Il tema è di pressante attualità per l’agricoltura lombarda e viene affrontato in tre giornate di formazione, in aula e sul campo, durante il corso organizzato dal Settore Agricoltura del Parco Lombardo della Valle del Ticino: “Accertamento e stima danni fauna selvatica con particolare riferimento al cinghiale nel territorio del Parco del Ticino”.
La prima lezione si è svolta nell’aula magna della Riserva La Fagiana di Magenta, con la partecipazione di più di 50 tra dottori agronomi e forestali, agrotecnici e periti agrari di tutta la Lombardia.
«Il Parco dal 1985 ha strutturato un servizio di accertamento e stima dei danni da fauna alle colture. Sono stato uno dei primi tecnici estimatori del Parco e questa attività che ho svolto per molti anni mi ha sempre appassionato.
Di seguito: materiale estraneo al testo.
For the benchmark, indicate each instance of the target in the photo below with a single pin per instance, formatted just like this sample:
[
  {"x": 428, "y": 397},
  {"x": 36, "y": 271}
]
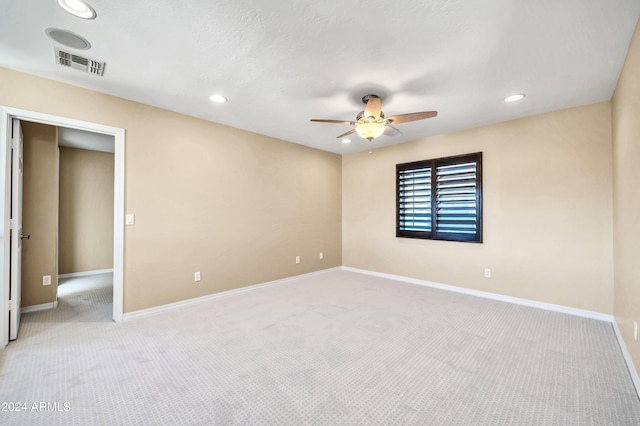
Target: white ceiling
[{"x": 283, "y": 62}]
Quindi ringrazio Michele Bove e tutto il settore agricoltura per aver organizzato questo corso, a cui partecipano anche diversi colleghi di altri Parchi regionali» ha spiegato il direttore dell’Ente, Claudio de Paola.
Esperienza sul campo
Alla lezione teorica in aula si affiancano due lezioni in campo.
La prima per toccare con mano i danni da cinghiale sui bellissimi prati stabili del Parco del Ticino, e con l’ispezione a due esempi di recinzioni elettrificate posizionate da agricoltori attenti a evitare le gravi conseguenze di questi danni.
La seconda uscita in campo è prevista per la primavera avanzata, in data da definire, e permetterà di osservare i danni dei cinghiali sulle semine di mais e riso.
«Solo nel territorio del Parco del Ticino – prosegue Silvia Bernini – nel 2021 sono stati accertati danni all’agricoltura per circa 580mila euro. Una cifra enorme. Il Settore Vigilanza del Parco in questi anni ha messo in campo continue azioni di contenimento grazie anche alla fondamentale collaborazione delle aziende agricole» ha spiegato Silvia Bernini, consigliere del Parco del Ticino con delega all’Agricoltura.
«Finora il Parco si è dedicato solo all’accertamento dei danni causati alle aziende agricole – ha concluso la Presidente Cristina Chiappa –, ma l’impatto del cinghiale incide in primis sulla conservazione delle specie animali e vegetali. La perdita di ricchezza e diversità̀ di specie, e quindi l’alterazione dell’ecosistema, è un’altra rilevante conseguenza della presenza di questa specie».